Para cultivar un pozo de orquídeas, el agua es muy importante: no solo en términos de cantidad, sino también de calidad. En primer lugar, debe tenerse en cuenta que las orquídeas necesitan humedad: el clima húmedo es lo que las hizo prosperar en la naturaleza. Todas las mañanas se recomienda humedecer el suelo (sin tocar las hojas o el tallo de la planta), pero dependiendo del clima, los riegos pueden suspenderse por un cierto período de tiempo. Particularmente en los meses más fríos, antes de regar la orquídea, espere a que el suelo se seque y no tenga residuos de humedad. Pero cuando regamos la orquídea, también se requiere especial atención al tipo de agua que usamos. El agua con demasiada piedra caliza no es buena para este tipo de plantas, ya que demasiado calcio sería muy dañino para las orquídeas: evite usar agua del grifo, si es muy dura. Si es posible, use agua de lluvia para sus orquídeas, teniendo cuidado de almacenarla en un recipiente de plástico cubierto protegido contra agentes atmosféricos. Esta punta de agua tiene todos los elementos necesarios para la vida de la orquídea, sin tener demasiado calcio. De lo contrario, use agua purificada y muy dulce, agregue unas gotas de fertilizante líquido para orquídeas. Incluso el agua que es demasiado dulce puede dañar las orquídeas y oscurecer las hojas.Fertilizacion



Se recomienda el uso de un fertilizante especial para las orquídeas, ya que este tipo de producto generalmente contiene todos los elementos que necesitan estas plantas. El fósforo, el potasio y el nitrógeno son indispensables para las orquídeas, que proporcionan los elementos necesarios para el crecimiento de las diferentes partes de la planta. La fertilización es importante ya que las orquídeas son plantas caseras, que se mantienen en macetas: por lo tanto, el suelo del cual absorber los nutrientes es limitado.
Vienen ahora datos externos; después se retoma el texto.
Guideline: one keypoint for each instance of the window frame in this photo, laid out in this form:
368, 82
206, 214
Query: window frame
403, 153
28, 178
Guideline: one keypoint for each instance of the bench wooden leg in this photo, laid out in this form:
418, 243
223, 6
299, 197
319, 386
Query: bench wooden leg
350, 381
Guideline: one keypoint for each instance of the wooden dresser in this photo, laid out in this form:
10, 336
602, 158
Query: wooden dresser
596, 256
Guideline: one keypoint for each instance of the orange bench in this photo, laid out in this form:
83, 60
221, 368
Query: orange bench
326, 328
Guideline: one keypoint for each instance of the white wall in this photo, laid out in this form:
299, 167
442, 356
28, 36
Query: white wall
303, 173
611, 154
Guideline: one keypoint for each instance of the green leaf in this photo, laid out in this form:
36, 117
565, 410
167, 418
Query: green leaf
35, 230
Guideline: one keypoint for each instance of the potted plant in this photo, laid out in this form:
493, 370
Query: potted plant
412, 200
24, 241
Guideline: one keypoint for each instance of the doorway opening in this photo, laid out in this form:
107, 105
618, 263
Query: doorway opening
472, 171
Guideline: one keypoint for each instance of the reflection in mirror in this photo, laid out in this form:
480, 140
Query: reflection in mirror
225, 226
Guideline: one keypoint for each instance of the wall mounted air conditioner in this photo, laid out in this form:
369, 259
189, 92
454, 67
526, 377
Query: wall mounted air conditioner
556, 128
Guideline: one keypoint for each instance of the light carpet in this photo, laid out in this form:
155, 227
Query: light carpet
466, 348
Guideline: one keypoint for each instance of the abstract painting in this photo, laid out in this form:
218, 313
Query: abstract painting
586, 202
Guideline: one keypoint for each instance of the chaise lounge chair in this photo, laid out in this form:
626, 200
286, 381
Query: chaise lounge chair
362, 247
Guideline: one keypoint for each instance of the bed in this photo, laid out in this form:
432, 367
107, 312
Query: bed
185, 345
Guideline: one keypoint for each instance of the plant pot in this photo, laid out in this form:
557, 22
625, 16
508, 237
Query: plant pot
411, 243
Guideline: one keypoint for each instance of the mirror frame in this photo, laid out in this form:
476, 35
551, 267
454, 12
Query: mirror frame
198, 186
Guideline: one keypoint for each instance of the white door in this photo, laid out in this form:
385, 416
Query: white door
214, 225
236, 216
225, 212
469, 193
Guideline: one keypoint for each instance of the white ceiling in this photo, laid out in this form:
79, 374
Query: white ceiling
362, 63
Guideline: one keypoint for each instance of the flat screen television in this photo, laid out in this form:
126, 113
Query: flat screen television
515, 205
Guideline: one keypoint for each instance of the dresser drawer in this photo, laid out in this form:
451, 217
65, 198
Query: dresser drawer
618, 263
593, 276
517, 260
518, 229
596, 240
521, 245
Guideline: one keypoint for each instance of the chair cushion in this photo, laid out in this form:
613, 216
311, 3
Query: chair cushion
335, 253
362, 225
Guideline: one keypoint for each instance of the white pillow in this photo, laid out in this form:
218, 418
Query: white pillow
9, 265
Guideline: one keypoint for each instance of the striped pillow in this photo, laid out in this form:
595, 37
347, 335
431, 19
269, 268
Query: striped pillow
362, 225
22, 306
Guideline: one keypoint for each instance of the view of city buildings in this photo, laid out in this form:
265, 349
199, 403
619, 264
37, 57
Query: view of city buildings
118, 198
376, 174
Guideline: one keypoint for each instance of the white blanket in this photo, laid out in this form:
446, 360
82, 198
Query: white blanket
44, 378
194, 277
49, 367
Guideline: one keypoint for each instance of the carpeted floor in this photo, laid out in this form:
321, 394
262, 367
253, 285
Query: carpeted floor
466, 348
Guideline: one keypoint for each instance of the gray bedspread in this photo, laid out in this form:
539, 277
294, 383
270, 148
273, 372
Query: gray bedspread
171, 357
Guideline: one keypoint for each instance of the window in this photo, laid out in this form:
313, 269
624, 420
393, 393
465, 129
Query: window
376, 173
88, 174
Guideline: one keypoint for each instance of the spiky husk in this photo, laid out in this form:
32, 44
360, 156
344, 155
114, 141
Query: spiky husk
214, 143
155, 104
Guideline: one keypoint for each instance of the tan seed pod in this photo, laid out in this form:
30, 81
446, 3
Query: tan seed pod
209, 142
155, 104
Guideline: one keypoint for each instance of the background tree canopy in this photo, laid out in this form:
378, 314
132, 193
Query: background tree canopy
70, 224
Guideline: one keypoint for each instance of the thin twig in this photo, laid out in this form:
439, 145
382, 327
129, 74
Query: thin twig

El fertilizante líquido se puede disolver fácilmente en el agua que le daremos a la orquídea durante el riego regular: evite exagerar con las cantidades y respete la dosis en el paquete. La orquídea puede fertilizarse una vez cada veinte días durante los meses de invierno y primavera, mientras que estas operaciones deberán hacerse menos frecuentes con la llegada de la temporada de invierno.

Cultivar orquídeas: trasplante



Otra operación fundamental que se debe llevar a cabo cuando se decide cultivar una orquídea es el trasplante, que debe realizarse a fines de la primavera, siempre que se note que las raíces han crecido lo suficiente como para llenar el florero actual o cada tres años. Proceda retirando la planta de la maceta y lavando las raíces con agua corriente. Las raíces deberán ser controladas, y las que estén enfermas o secas serán cortadas. Es aconsejable remojarlos durante unos minutos en una solución desinfectante especial, para que sean menos susceptibles a los hongos. El nuevo florero debe estar hecho de plástico transparente (para que las raíces también se beneficien de la luz solar): en la parte inferior puede colocar trozos de corcho, para crear drenaje de agua. Luego, la maceta se llena con el suelo apropiado por la mitad: en este punto, se coloca la orquídea y se agrega otro suelo y se compacta al lado de la planta.